Indonesia dan Sri Lanka mulai menjajaki perjanjian perdagangan dalam bentuk Prefential Trade Agreement (PTA) untuk meningkatkan kerja sama dan investasi. Pembentukan joint study telah disepakati dalam pertemuan antardelegasi kedua negara di Kolombo, Sri Lanka.
Delegasi Indonesia dipimpin oleh Direktur Jenderal Perundingan Perdagangan Internasional, Kementerian Perdagangan Iman Pambagyo. Sementara Delegasi Sri Lanka diwakilkan oleh Menteri Perkembangan Perdagangan Strategis dan Internasional KJ Weerasinghe.
"Pembentukan joint study akan mengkaji manfaat PTA bagi kedua negara," kata Iman dalam keterangan resminya, Jumat (25/8). (Baca juga: India Naikkan Bea Masuk 100%, Ekspor Sawit Masih Tumbuh)
Menurut dia, penjajakan pembentukan perjanjian perdagangan adalah langkah yang tepat karena dapat memperluas akses padar dan meningkatkan kerja sama perdagangan Indonesia dengan negara nontradisional, khususnya di kawasan Asia Selatan.
Pembentukan joint study merupakan langkah awal yang akan dilanjutkan dengan perundingan putaran pertama. Tujuannya adalah terwujudnya kerja sama perdagangan yang lebih konkret antara kedua negara.
Selain itu, delegasi Indonesia juga mengusulkan referensi syarat dan ketentuan dengan pembentukan forum resmi dalam pembahasan isu perdagangan dan investasi dengan nama Working Group on Trade and Investment (WGTI).

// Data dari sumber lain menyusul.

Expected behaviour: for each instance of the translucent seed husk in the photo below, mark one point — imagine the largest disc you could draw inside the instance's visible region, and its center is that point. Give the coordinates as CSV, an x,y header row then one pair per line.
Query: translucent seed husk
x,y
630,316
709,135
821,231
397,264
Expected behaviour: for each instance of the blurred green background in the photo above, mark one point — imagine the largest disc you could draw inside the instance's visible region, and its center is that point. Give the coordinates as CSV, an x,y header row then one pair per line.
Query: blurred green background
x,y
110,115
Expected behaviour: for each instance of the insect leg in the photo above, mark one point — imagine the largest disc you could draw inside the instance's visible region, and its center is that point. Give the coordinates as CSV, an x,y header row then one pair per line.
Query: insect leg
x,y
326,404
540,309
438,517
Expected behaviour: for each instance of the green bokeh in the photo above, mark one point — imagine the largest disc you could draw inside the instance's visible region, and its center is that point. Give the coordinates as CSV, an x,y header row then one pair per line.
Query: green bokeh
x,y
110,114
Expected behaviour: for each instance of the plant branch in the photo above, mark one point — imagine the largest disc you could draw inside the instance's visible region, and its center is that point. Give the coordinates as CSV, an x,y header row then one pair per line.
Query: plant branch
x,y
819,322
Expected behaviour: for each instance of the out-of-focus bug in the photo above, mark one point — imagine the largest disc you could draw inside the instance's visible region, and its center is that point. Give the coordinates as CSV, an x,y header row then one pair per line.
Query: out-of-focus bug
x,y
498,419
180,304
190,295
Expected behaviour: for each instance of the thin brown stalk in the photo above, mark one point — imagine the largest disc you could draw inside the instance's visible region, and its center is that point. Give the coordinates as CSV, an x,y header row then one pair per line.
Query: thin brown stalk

"Pembentukan WGTI diharapkan akan menjadi wadah bagi kedua negara untuk memaksimalkan potensi dan membahas hambatan perdagangan yang dihadapi saat ini," ujar Iman.
(Baca juga: Indonesia Minta Uzbekistan Bantu Kampanye Positif Kelapa Sawit)
Iman juga mengaku telah melakukan pertemuan dengan CEO Kamar Dagang dan Industri Ceylon, Dhara Wijayatilake untuk menjajaki ekspansi bisnis perusahaan Indonesia dengan perusahaan Sri Lanka. Pertemuan ini memungkinkan pelaksanaan forum bisnis kedua negara yang dapat dilakukan dunia usaha untuk peningkatan perdagangan.
Pembentukan perjanjian perdagangan PTA merupakan tindak lanjut dari kunjungan Presiden Sri Lanka Maithripala Sirisena yang bertemu dengan Presiden Jokowi di Jakarta, Maret lalu.
Menurut data Badan Pusat Statistik (BPS), total perdagangan kedua negara pada tahun lalu mencapai US$ 306,5 juta dengan surplus bagi Indonesia sebesar US$ 217,9 juta. Komoditas ekspor andalan Indonesia adalah tembakau, kertas, karet, dan semen.